The students get really good at "marking" other's essays and giving justifications for their marks.
Writing is really personal so I am very careful with evaluations that might be taken personally. I would never comment on their personal appearance in a negative way and I try to think about their writing in the same vein. I have arranged for certain students to see a counsellor though after reading their writing. Of course, this is done in the most caring way possible and with complete privacy.
Posted: Tue Aug 17, 2010 10:23 am
writing and reading are vital to success not only in school but in life. Good writing needs a purpose and can come in many different forms. Revising can be defined in several ways. It is making decisions about how to improve a piece of written material. Revision is also looking for areas in your writing where your writing could be more clear, interesting, or informative.
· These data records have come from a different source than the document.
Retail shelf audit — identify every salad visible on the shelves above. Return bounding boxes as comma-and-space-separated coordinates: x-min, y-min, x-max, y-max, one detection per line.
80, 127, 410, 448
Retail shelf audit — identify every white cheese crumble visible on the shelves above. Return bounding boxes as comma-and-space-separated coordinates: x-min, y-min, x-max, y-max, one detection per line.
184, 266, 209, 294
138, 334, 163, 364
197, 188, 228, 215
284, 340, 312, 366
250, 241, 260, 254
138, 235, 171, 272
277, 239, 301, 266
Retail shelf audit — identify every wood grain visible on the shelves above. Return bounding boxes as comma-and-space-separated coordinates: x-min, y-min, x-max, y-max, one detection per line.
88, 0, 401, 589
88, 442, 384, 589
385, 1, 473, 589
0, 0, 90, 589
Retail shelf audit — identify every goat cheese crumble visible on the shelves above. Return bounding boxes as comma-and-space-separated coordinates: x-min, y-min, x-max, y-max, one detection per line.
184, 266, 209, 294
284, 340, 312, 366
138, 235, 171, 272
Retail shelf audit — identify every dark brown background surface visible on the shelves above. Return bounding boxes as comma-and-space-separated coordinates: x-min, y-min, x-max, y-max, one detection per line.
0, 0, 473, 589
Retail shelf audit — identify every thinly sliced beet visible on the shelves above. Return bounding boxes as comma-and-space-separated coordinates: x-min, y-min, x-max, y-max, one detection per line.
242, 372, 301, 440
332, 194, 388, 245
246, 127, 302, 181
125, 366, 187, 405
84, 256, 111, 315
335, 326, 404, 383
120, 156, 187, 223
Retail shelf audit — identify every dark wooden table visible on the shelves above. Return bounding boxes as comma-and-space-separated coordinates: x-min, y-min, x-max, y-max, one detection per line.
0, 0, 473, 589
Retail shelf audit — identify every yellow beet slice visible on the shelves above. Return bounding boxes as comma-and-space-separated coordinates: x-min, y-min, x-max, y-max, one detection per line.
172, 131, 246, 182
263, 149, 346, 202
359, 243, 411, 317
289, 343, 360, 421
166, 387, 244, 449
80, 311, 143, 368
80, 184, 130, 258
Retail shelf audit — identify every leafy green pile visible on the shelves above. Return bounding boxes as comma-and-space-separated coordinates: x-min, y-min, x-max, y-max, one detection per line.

Here is the link for online writers : http://essayacademia.com/
Posted: Sun May 27, 2012 6:29 pm
I love these ideas on how to effectively edit students' writing. I especially like and employ three of these techniques quite regularly. I use rubrics for each writing genre (students know exactly what they need to do to achieve a good mark), I model my own writing for my students on an overhead projector, and I am careful to hone in on only the most important errors on a paper (as too much correction can be overwhelming). Little by little, we see improvement.
As for the issue of students not taking note of editing marks and making corrections, I always have them turn in all rough drafts with their final drafts. They are made aware, beforehand, that if they did not clearly attempt to correct their mistakes, they will have points taken off of their final grade. I find that the accountability factor of turning in their edited rough drafts is effective.
Also, for editing, a co-worker of mine has begun to use the online source, Drop Box, so that her e-mail will not fill up so much. It seems like a simple and useful tool, so I'll probably try that out next September.